10.1.  De voorzieningenrechter zal het beroep van rechtswege tegen het besluit van 24 december 2024 daarom ongegrond verklaren.
Conclusie
11.     Het hoger beroep is ongegrond. De uitspraak van de rechtbank wordt, voor zover aangevallen, bevestigd. Het beroep van rechtswege tegen het besluit van 24 december 2024 is eveneens ongegrond. De voorzieningenrechter wijst het verzoek om een voorlopige voorziening te treffen af.
12.     Het college hoeft geen proceskosten te vergoeden.
Beslissing
De voorzieningenrechter van de Afdeling bestuursrechtspraak van de Raad van State:
I.        bevestigt de uitspraak van de rechtbank, voor zover aangevallen;
II.       verklaart het beroep tegen het besluit van 24 december 2024 ongegrond;
III.      wijst het verzoek af.
Aldus vastgesteld door mr. E.J. Daalder, voorzieningenrechter, in tegenwoordigheid van mr. A.S. Rietveld, griffier.
w.g. Daalder
voorzieningenrechter
w.g.
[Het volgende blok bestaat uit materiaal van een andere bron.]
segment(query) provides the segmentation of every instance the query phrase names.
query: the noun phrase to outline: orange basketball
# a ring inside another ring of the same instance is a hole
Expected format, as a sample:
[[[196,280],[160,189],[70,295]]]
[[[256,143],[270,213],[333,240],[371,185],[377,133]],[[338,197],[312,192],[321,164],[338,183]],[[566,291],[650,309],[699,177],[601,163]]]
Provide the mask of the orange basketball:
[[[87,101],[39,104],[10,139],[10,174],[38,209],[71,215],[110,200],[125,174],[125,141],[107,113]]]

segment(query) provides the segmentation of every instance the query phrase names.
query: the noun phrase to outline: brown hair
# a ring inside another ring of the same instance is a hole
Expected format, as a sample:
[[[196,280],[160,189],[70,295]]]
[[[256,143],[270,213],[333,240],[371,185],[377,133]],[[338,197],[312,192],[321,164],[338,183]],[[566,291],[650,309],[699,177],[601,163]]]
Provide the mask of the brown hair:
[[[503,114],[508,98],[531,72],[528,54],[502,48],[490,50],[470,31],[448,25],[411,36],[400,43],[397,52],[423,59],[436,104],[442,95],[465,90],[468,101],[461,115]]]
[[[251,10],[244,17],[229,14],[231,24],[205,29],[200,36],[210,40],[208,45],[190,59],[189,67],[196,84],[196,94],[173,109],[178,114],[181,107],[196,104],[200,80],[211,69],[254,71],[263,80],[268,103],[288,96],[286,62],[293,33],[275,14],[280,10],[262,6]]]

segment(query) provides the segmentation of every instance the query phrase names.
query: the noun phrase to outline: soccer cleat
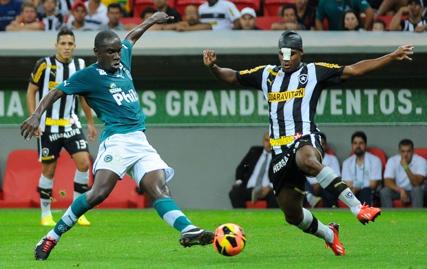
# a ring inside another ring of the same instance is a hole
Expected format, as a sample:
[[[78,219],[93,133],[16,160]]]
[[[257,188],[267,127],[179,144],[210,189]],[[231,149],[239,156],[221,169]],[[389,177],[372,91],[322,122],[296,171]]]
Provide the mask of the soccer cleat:
[[[185,248],[194,245],[205,246],[214,242],[214,232],[198,228],[183,232],[179,243]]]
[[[365,206],[365,203],[363,203],[363,205],[360,206],[360,212],[357,214],[357,219],[362,224],[365,225],[369,221],[374,222],[380,215],[381,209],[373,208],[368,205]]]
[[[41,219],[41,225],[43,226],[54,226],[56,225],[56,223],[53,220],[52,215],[50,215]]]
[[[36,246],[34,249],[34,257],[39,261],[45,261],[49,257],[52,250],[56,246],[56,240],[51,237],[44,236]]]
[[[90,221],[86,219],[84,215],[82,215],[81,217],[79,218],[77,223],[82,226],[89,226],[90,225]]]
[[[341,244],[341,242],[340,242],[340,239],[338,238],[338,229],[340,228],[340,224],[337,224],[335,222],[331,222],[328,224],[328,228],[333,232],[333,242],[328,243],[325,241],[324,242],[326,244],[326,247],[325,248],[328,248],[328,247],[331,248],[336,256],[344,256],[346,255],[344,248]]]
Rietveld
griffier
Uitgesproken in het openbaar op 3 april 2025
Bijlage
Wettelijk kader
Huisvestingsverordening gemeente Nijmegen 2024
Artikel 10
(…)
4. Het college van burgemeester en wethouders kan een noodurgentieverklaring verstrekken aan een woningzoekende die zich in een persoonlijke noodsituatie bevindt, indien deze noodsituatie:
a.       niet door betrokkene zelf is veroorzaakt of kon worden voorkomen, en
b.       niet door betrokkene zelf kan worden opgelost.
c.       zodanig ernstig is dat het onverantwoord is deze situatie langer dan 4 maanden te laten voortbestaan, geteld vanaf het moment van de aanvraag om een urgentieverklaring.
5. Voor zover er sprake is van verwijtbare verantwoordelijkheid voor het ontstaan of voortbestaan van de persoonlijke noodsituatie als bedoeld in het vierde lid geldt dit tot een maximum van drie jaar na het ontstaan van de woonnoodsituatie.